Вскоре бывший миллионер-одиночка шел от погранпоста у приднестровских плавней к проезжему тракту, стремясь как можно быстрее достичь его и устроиться на какой-нибудь попутный транспорт.
Одна нога Остапа была в сапоге, другая в изношенном войлочном опорке. Голову прикрывала замусоленная армейская фуражка с оторванным козырьком, а фигуру великого комбинатора согревала старая попона, пропахшая конским потом и навозом.
Когда Бендер добрался до большака, то быстрее зашагал в сторону, откуда он еще вчера, тяжело нагруженный золотом, прибыл поближе к румынской границе.
Недлинный мартовский день уже шагнул за полдень. То, что расквасилось под лучами солнца, снова затягивалось узорчатой ледяной корочкой. Дорога была пустынна. Ни в его сторону, ни на встречу никто не шел и не ехал. И только в небе проплывал курлыкающий косяк журавлей, который Остап проводил взглядом, пока стая не скрылась из виду.
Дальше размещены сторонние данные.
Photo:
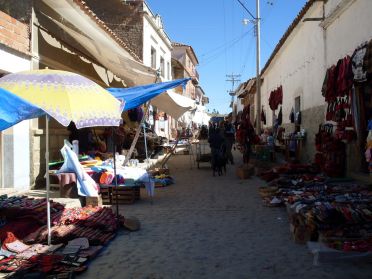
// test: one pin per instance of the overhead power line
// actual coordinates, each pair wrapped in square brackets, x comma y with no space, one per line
[245,8]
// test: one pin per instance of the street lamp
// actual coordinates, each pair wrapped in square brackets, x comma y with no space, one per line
[256,21]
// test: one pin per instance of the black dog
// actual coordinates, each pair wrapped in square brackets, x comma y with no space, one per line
[219,161]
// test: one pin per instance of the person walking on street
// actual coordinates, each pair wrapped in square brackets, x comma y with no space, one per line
[230,140]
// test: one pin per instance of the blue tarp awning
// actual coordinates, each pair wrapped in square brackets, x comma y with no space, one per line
[138,95]
[14,109]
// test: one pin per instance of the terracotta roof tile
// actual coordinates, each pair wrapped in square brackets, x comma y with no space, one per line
[103,25]
[291,27]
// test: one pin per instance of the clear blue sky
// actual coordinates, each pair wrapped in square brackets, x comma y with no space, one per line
[221,42]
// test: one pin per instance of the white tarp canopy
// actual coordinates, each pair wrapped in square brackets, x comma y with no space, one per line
[200,116]
[89,32]
[173,104]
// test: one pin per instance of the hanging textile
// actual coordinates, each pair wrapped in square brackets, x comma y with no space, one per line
[280,117]
[291,116]
[263,116]
[358,67]
[276,98]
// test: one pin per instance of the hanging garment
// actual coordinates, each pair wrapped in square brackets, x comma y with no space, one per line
[344,78]
[280,116]
[298,118]
[291,116]
[368,60]
[330,94]
[263,116]
[276,98]
[325,84]
[360,74]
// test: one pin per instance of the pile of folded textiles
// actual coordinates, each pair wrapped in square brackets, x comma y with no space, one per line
[78,234]
[22,206]
[95,223]
[163,180]
[337,212]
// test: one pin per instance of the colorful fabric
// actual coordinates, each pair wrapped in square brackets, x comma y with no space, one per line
[66,97]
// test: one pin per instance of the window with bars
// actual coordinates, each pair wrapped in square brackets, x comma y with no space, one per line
[153,58]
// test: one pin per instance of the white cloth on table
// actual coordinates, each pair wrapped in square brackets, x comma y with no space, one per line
[85,184]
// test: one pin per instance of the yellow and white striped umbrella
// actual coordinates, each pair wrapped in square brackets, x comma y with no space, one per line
[66,97]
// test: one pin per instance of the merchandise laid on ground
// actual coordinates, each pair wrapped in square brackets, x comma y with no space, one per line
[335,212]
[78,235]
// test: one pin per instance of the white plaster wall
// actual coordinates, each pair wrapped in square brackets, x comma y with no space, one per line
[152,39]
[348,30]
[298,67]
[15,140]
[301,63]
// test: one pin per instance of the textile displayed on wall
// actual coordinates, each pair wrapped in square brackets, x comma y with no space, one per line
[276,98]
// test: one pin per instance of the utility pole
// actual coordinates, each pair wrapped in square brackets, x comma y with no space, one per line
[258,81]
[257,26]
[233,79]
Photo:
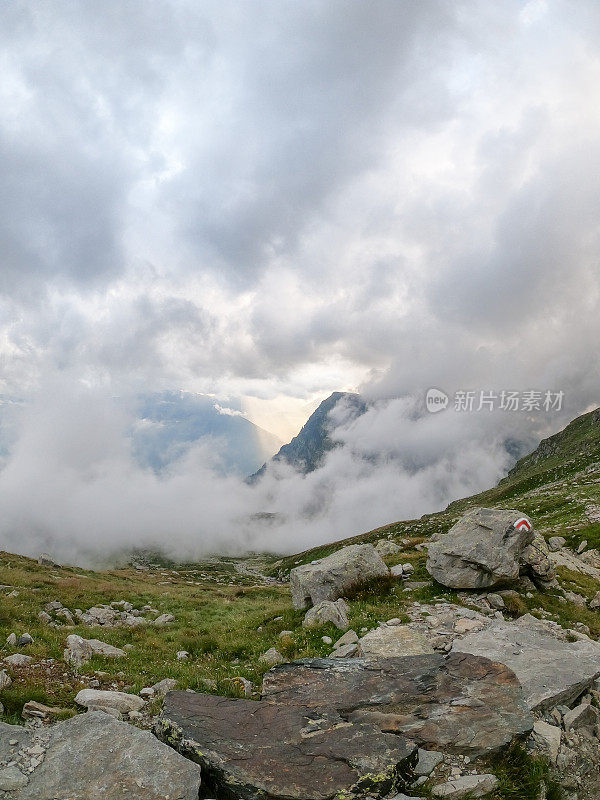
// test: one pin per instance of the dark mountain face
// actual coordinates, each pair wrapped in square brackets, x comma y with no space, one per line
[169,423]
[307,450]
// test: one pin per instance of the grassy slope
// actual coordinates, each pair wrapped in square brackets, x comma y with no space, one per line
[226,619]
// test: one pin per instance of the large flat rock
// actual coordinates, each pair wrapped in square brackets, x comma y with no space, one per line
[94,756]
[482,550]
[460,703]
[551,669]
[258,750]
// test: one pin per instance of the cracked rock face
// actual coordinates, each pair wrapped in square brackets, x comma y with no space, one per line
[258,750]
[482,550]
[551,669]
[90,756]
[460,703]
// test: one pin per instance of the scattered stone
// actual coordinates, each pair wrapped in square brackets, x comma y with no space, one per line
[18,660]
[164,686]
[93,755]
[386,548]
[482,550]
[392,642]
[345,651]
[496,601]
[536,556]
[327,611]
[331,577]
[100,699]
[473,785]
[459,703]
[547,738]
[260,749]
[581,716]
[556,543]
[79,651]
[164,619]
[34,710]
[550,669]
[350,637]
[11,779]
[428,761]
[272,657]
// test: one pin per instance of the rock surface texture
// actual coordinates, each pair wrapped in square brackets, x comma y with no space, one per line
[482,550]
[331,577]
[254,750]
[551,669]
[94,756]
[460,704]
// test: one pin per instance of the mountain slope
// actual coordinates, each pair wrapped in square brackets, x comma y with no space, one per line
[169,423]
[306,450]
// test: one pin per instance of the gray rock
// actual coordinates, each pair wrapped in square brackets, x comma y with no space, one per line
[331,577]
[536,556]
[272,657]
[428,761]
[164,619]
[93,755]
[556,543]
[482,550]
[101,699]
[327,611]
[78,650]
[11,778]
[386,548]
[249,749]
[551,670]
[18,660]
[473,785]
[582,716]
[460,704]
[164,686]
[496,601]
[350,637]
[393,642]
[547,739]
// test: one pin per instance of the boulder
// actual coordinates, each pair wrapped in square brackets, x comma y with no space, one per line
[252,749]
[331,577]
[482,550]
[99,698]
[555,543]
[547,739]
[387,548]
[78,650]
[393,641]
[327,611]
[536,557]
[18,660]
[93,755]
[550,669]
[460,704]
[471,785]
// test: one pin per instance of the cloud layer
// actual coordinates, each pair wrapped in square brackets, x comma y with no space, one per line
[276,201]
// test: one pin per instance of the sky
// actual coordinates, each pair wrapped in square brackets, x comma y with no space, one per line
[270,201]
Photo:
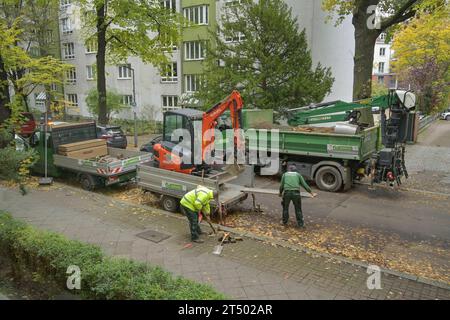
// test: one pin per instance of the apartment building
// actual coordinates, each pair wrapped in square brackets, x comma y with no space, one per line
[383,57]
[156,92]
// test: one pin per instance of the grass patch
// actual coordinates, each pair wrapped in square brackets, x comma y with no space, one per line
[47,255]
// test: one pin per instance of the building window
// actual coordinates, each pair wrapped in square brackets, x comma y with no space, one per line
[197,15]
[238,37]
[71,76]
[68,50]
[64,3]
[191,82]
[91,46]
[194,50]
[229,3]
[66,26]
[90,72]
[169,4]
[127,99]
[169,103]
[72,98]
[170,74]
[35,51]
[125,71]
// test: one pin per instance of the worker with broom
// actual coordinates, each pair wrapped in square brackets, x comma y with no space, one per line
[290,191]
[194,204]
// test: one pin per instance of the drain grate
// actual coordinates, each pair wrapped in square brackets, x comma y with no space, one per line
[154,236]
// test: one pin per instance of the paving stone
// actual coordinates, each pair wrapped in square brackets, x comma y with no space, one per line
[247,270]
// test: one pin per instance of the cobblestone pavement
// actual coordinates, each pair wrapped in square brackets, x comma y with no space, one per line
[246,270]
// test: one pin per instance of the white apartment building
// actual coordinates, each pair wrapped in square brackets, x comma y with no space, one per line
[383,56]
[155,93]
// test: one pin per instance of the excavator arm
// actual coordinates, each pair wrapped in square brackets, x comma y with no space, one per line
[234,104]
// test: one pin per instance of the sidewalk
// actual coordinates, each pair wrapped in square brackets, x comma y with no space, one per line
[246,270]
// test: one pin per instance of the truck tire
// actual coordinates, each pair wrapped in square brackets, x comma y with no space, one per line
[88,182]
[170,204]
[329,179]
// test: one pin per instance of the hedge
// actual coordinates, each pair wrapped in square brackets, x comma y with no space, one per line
[47,255]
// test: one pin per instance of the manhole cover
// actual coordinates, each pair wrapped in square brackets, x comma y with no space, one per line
[153,236]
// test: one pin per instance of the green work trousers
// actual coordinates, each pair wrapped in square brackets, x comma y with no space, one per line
[194,226]
[296,198]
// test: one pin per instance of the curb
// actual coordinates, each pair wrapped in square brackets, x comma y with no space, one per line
[280,243]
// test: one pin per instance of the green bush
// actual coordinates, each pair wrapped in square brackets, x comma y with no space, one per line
[47,254]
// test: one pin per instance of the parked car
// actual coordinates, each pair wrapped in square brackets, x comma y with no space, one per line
[114,136]
[446,115]
[28,127]
[148,147]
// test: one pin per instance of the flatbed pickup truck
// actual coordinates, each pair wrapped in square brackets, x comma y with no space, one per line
[229,189]
[92,173]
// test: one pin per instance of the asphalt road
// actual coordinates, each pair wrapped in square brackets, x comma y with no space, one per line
[438,136]
[410,214]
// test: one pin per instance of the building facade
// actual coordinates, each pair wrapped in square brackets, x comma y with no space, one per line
[383,57]
[156,92]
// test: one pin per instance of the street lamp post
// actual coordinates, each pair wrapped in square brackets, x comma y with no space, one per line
[133,104]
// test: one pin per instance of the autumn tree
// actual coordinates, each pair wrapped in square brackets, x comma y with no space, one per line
[370,18]
[260,49]
[123,28]
[37,21]
[422,51]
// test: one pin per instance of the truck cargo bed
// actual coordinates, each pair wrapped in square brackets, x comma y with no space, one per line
[325,145]
[127,161]
[176,185]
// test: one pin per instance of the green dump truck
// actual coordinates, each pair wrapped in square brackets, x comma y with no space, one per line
[331,160]
[120,166]
[345,152]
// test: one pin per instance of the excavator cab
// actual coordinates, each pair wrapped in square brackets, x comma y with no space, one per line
[187,137]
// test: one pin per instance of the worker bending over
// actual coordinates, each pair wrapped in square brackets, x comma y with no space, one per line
[193,204]
[290,191]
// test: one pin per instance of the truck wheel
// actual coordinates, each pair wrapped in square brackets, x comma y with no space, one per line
[329,179]
[169,204]
[87,182]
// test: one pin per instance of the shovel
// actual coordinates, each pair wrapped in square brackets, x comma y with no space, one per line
[218,249]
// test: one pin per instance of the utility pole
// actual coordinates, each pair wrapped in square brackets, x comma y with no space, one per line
[133,104]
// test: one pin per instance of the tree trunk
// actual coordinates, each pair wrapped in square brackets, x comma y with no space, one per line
[365,39]
[101,61]
[5,112]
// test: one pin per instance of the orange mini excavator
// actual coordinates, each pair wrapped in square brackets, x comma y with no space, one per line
[174,153]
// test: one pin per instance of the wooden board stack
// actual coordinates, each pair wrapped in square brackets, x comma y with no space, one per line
[84,150]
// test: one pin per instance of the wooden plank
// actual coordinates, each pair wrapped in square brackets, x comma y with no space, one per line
[271,192]
[87,153]
[82,145]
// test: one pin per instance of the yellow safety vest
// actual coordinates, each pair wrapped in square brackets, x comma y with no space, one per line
[198,200]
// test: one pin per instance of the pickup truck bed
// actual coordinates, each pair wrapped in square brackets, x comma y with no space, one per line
[128,164]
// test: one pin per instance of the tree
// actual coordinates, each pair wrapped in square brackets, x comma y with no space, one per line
[260,48]
[37,21]
[422,51]
[370,18]
[113,101]
[123,28]
[34,72]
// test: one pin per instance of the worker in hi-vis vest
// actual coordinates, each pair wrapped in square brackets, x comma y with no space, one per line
[194,204]
[290,191]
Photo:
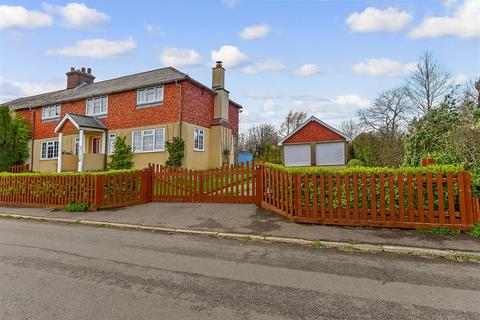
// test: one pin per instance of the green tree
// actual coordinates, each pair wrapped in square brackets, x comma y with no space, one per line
[14,136]
[176,150]
[122,157]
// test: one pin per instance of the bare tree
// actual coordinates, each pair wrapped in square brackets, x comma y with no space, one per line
[259,137]
[351,128]
[389,112]
[292,121]
[429,84]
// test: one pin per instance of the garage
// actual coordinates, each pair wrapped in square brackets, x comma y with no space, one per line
[297,155]
[314,143]
[330,153]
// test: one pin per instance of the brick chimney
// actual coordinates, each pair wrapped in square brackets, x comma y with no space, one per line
[221,100]
[78,77]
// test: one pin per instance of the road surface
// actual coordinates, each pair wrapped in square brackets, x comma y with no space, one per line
[55,271]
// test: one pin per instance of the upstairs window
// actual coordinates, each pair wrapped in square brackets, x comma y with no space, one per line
[49,150]
[51,112]
[151,140]
[97,106]
[198,139]
[150,95]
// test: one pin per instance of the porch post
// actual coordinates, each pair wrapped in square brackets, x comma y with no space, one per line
[81,150]
[60,152]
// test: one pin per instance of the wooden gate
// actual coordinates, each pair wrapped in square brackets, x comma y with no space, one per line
[232,184]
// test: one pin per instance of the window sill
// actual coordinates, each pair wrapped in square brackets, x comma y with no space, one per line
[153,151]
[149,104]
[51,119]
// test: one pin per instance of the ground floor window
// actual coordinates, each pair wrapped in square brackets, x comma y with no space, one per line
[49,150]
[198,139]
[112,139]
[150,140]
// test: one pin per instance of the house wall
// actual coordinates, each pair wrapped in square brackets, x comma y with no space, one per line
[314,132]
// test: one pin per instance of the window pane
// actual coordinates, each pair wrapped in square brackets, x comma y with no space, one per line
[137,141]
[148,142]
[159,139]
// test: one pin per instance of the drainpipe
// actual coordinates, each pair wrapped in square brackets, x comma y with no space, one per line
[32,116]
[179,109]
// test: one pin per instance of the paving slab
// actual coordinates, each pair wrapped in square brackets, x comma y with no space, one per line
[247,218]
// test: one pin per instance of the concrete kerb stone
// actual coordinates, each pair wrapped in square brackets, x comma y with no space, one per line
[344,246]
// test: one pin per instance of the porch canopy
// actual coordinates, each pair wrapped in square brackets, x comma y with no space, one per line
[81,123]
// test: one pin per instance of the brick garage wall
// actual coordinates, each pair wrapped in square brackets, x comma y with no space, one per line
[122,111]
[198,106]
[314,132]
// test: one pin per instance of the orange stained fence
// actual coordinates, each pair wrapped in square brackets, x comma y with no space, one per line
[233,184]
[403,200]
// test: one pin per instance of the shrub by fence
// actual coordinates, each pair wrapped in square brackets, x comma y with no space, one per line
[98,190]
[412,198]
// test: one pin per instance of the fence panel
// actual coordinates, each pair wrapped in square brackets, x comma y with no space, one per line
[234,184]
[377,200]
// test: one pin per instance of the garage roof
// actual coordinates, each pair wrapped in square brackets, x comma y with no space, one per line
[315,119]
Остап не шел, а брел уже более часа, когда впереди послышалось громкое тарахтенье и он увидел — навстречу ему с хвостом сизого дыма катится, подпрыгивая, автомобиль. И когда машина приблизилась, Бендер узнал в ней до боли знакомую ему «Антилопу». Он замахал руками, как утопающий, увидев спасательный корабль.
— Адам! Адам! — заорал он, видя за рулем кожаную куртку Козлевича.
Но Адам Казимирович зазвенел колокольчиком, что означало: «Берегись» и, свернув к обочине, проехал мимо.
Ознакомительная версия.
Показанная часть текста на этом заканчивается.